The more that your small business accountant knows about your vision for the growth of your business, the more value they can bring to your efforts — not only as your accountant but as a fellow business executive and advisor. For example, if you are planning to add a new office location or build a company-owned building, your accountant may be able to recommend a commercial real estate agent or a construction general contractor who is reputable and can come as a recommended introduction.
2. Work diligently on your ABCs.
The lifeblood of your business is cash, and there are only a few ways to generate it. In addition to new sales revenue, the second most common method of generating cash is through loans from a bank for capital investments, working capital or operating lines of credit. That’s why you need to work diligently on your A-B-Cs, i.e. your Accountant-Banker Connections.
If your current banking relationship consists of little more than occasionally chatting with a teller at your nearest bank branch, then you need to re-evaluate your banking relationship. There’s perhaps no better person to talk to about this than your small business accountant, who can advise you on not only how to prepare for meetings with bankers, but also which commercial banks and nonprofit credit unions may be best-positioned to welcome you into their portfolio and extend credit to your growing business.
3. Build a referral partnership.
Your small business accountant is an expert advisor to numerous companies in a wide range of industries.

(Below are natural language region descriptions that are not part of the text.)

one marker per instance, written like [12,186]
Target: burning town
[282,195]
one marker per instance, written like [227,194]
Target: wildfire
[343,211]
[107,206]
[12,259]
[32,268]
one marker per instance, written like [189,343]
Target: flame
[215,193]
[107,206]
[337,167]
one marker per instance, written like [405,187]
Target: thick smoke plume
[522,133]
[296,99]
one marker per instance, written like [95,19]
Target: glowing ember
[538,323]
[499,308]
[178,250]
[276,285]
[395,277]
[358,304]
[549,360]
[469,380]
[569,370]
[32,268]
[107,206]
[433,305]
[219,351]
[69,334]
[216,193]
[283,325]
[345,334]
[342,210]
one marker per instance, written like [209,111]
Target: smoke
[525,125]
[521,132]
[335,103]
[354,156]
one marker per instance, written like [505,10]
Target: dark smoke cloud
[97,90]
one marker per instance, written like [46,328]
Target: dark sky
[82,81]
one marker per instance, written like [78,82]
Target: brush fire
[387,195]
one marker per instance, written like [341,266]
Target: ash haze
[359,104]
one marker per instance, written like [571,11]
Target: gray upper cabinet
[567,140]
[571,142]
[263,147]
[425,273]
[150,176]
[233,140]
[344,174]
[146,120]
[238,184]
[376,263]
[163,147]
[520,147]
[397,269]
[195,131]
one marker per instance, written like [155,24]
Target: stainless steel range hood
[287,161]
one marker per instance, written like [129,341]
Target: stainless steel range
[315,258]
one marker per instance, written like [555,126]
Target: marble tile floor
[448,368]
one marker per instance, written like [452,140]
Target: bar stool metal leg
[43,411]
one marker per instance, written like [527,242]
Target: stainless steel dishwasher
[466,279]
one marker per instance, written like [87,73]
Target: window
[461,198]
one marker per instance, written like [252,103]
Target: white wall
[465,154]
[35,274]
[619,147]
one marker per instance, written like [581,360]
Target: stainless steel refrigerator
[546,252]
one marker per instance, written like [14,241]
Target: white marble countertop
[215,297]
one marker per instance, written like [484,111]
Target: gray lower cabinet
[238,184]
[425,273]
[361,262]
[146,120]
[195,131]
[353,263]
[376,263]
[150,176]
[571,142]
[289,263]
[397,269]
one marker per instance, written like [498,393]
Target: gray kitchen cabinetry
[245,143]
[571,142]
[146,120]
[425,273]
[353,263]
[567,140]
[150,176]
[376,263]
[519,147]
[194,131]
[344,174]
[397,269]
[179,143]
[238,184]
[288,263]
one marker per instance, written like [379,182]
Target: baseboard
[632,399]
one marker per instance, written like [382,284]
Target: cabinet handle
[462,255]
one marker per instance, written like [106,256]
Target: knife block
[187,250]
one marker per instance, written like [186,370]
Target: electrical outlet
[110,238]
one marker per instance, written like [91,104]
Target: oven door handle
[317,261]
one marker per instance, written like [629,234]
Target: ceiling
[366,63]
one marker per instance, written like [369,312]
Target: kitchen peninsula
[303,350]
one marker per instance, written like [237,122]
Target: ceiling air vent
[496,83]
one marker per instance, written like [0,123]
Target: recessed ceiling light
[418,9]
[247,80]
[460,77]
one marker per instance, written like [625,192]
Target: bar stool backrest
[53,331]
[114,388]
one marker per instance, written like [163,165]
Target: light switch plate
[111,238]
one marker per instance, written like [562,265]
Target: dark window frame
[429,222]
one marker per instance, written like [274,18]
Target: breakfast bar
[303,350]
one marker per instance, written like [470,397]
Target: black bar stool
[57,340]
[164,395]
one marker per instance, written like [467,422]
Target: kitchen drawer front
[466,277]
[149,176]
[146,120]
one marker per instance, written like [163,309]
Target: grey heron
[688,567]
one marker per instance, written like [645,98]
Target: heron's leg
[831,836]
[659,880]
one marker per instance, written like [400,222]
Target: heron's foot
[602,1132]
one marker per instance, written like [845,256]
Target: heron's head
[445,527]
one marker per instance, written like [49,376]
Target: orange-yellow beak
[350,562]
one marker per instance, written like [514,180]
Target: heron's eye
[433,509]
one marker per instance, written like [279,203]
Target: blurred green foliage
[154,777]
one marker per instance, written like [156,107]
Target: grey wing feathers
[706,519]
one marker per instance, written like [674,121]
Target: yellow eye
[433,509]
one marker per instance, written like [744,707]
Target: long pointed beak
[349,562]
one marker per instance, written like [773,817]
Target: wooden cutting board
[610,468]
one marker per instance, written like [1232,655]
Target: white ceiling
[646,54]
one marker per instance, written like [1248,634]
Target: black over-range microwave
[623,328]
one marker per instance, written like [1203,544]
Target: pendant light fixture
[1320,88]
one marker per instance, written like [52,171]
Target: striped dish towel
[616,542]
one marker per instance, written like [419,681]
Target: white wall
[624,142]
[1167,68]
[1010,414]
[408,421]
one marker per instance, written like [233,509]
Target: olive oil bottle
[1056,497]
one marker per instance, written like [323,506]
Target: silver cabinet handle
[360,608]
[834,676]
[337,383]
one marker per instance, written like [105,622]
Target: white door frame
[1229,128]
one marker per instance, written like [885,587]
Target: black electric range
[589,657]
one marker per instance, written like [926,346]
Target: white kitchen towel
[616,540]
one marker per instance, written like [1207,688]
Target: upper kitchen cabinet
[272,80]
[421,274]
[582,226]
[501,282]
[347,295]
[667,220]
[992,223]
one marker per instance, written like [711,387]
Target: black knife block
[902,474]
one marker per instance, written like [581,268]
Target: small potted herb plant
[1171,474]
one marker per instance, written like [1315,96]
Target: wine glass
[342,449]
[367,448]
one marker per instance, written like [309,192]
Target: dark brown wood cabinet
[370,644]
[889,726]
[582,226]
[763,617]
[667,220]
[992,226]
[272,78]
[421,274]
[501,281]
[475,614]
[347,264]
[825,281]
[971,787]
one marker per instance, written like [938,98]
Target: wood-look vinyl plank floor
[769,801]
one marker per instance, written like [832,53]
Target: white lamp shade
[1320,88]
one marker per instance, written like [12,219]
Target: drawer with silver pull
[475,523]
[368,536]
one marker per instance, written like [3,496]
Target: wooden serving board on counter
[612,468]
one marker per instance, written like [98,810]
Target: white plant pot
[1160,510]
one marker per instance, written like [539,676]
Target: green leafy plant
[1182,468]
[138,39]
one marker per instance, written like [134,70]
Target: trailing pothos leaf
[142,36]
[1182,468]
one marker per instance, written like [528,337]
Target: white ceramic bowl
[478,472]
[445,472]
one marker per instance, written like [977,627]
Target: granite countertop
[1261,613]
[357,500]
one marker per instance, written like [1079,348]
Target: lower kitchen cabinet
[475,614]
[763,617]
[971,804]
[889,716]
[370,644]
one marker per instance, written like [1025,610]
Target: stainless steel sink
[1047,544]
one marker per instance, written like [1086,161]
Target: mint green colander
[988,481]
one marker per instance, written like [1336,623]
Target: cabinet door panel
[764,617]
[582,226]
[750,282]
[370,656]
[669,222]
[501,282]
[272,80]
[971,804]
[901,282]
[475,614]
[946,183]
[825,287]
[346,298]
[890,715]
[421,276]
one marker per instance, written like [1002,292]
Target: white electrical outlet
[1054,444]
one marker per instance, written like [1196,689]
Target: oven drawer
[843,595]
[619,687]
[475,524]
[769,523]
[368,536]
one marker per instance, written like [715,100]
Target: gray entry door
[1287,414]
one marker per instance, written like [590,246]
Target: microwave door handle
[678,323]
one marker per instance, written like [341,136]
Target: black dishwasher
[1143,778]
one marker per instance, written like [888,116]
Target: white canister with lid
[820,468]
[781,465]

Increasingly, small business owners are struggling to find an accountant that they feel comfortable with and who can effectively serve their business. Many accountants are focusing on companies at the larger end of the market, and avoiding small businesses while others who do focus on small business are often under-equipped to meet the complex needs of a variety of enterprises.
That means that other small business owners you know could benefit from working with an accountant like yours — a competent, strategic partner in their business. Consider making a number of professional referrals to your accountant in the coming months. If all goes well, make sure to sit down and discuss a possible referral partnership with your accountant that will benefit you both.
4. Invite your accountant to network with you, and ask to network with them.
Since your small business accountant serves you, that means they already have strong credentials when approaching other businesses like yours. Think about inviting your small business accountant to the next meeting for your chamber of commerce or business association as your guest.
One nice thing about networking with a strategic business partner is that people respond very well to the story of two business owners developing a successful, longstanding relationship, so this could benefit both of your reputations. In addition, ask your accountant about doing the same with them (but only after you’ve extended the invitation successfully first!).
5. Think now about the exit.
We’re living through a time of unprecedented change in the small business marketplace, and many business owners — especially those in the Baby Boomer generation — will be exiting their businesses soon. This may mean a strategic sale, it may mean a merger or acquisition process, or it may mean simply shutting the doors and walking away. Considering the time and effort you and other CEOs have put into your business, every business owner should plan to maximize the value of their business in time for a successful exit.
And there’s no better expert to discuss that with than your small business accountant. So if you know other business owners thinking about the future, whether they are younger or older, make sure to introduce them to your small business accountant (and don’t forget to discuss these issues with your CPA for your own business as well)!
These five strategies all focus on strengthening your relationship with your small business accountant in ways that will benefit you both. As a result, they represent an outstanding set of steps to help you begin building a network of centers of influence for your business.